One of the underlying issues when it comes to climate talks, is the way international agreements work.
“The basic problem is sovereignty,” said Scott Barrett, natural resource economist at Columbia University. He’s studied decades of global environmental talks and treaties. Barrett notes one country can’t force another to do anything.
“So you can negotiate an agreement to tell countries what they need to do,” Barrett said. “But countries don’t need to sign it. Or they can sign it and not ratify it. Or they could ratify it and not implement it. Or they could not implement it and withdraw from it.”
That’s exactly how climate talks have gone, since the inaugural U.N. Framework Convention on Climate Change in 1992. That was a voluntary deal.
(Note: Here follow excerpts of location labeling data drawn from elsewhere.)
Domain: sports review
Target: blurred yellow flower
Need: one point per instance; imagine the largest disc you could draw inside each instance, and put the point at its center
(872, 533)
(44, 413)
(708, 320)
Five years later in Kyoto, the world’s rich countries reached a binding treaty, but to critics, it was like a binding speed limit with no fines.
Negotiators in Kyoto tried to include penalties for backsliders, but failed.
“It actually never went very far, said Eileen Claussen of Elon University, a member of the U.S. delegation at Kyoto. “I think it’s very hard in international agreements to figure out a set of penalties. Because in the end you couldn’t get enough countries to want it.”
During and after the Kyoto talks, China, an emerging economy, stayed on the sidelines. And the United States signed the protocol, but didn’t even submit it to the Senate for ratification.
“The combination of looking at the U.S., the largest emitter, and China the second largest emitter at that point, not really participating fully I think did give some impetus to countries like Canada, who said ‘I’m not doing it either,’” Claussen said.
Indeed, Canada withdrew from its Kyoto pledge in 2011. And last week the U.K. government indicated it might miss its targets, as it cut back subsidies for renewable energy.
“So long as there are almost any free riders,” Barrett said, “these people have a corrosive effect on cooperation by the cooperators. And the cooperation just drops over time.”
Fundamentally, Barrett argues something big is missing from these talks: They focus on climate science — oceans, glaciers, emissions, timelines – but don’t address climate negotiation science. That is, the social science of self-interest, cooperating and free-riding.
“Ever since these negotiations began,” Barrett said, “emissions have gone up, concentrations have gone up, year after year after year. There’s no sign, even of a reduction in the rate of increase. By any measure, that is a failure.”
He and Nordhaus argue it’s time to scrap the whole structure of these talks. To start over and construct a new system that flips the incentives. Nordhaus has proposed what he calls a “climate club” structured like a trade deal, where countries want to be in, and get hit with sanctions if they don’t participate.
“I think I have significant difficulty with that,” said Claussen, a veteran of many global climate negotiations. She said Nordhaus’s proposal is politically untenable.
“I’m not sure that I would like to replace something, even though it’s not been successful, with nothing,” Claussen said. “Because I think that’s worse.”
Indeed, at the Paris talks, negotiators will stay the course, pledge emissions cuts, add them up and hope to be more ambitious tomorrow.
Correction (Oct. 8, 2018): The original version of this story misspelled Eileen Claussen’s name. The text has been corrected.